The Author as Self-Reader
A masterpiece of condensation, the reading of the Figaro — a typically Proustian scene — is viewed here as a dream narrative. Its apparent strangeness merely serves to underscore its coherence with Proust’s work as a whole, which becomes its latent content. Already present in Against Sainte-Beuve, this scene from In Search of Lost Time occupies an important place in foretexts to the work. It was rewritten many times before being belatedly inserted into Albertine Gone, that unstable part of the novel that Proust removed shortly before his death, perhaps with the intention of making further changes.

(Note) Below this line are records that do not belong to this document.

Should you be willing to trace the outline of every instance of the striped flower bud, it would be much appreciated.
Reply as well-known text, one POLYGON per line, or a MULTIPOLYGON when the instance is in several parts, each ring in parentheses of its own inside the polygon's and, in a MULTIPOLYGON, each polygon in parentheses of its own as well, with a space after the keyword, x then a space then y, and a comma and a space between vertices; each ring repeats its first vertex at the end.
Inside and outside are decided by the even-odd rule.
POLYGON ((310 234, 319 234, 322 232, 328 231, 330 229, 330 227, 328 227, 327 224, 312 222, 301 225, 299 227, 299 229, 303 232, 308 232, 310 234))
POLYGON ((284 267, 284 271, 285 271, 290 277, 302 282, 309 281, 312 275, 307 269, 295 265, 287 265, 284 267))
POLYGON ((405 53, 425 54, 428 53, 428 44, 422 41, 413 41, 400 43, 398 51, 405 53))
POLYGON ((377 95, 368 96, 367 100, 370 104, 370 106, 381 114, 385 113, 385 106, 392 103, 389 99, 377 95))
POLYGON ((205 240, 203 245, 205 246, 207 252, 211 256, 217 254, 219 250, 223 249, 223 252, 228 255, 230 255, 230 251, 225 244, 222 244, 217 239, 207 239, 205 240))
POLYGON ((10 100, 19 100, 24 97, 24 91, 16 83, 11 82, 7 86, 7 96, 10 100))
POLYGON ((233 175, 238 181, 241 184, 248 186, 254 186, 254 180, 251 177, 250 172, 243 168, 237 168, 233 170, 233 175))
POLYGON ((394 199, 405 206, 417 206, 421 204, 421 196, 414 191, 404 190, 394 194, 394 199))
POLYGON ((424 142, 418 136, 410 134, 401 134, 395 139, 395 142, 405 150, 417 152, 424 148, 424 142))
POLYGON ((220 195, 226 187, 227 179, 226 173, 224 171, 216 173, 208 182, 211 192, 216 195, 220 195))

The text’s incompletion and closeness to its origins echo the author’s experience as a daydreamer, subject to both the death instinct and the recapitulation of his life from his very deepest roots. A self-reader, the hero affirms here his identity as a writer, while probing the mysterious facets of his being. In Proust, reality is explored through the dream, which at once reveals the unconscious and serves as the engine of creation.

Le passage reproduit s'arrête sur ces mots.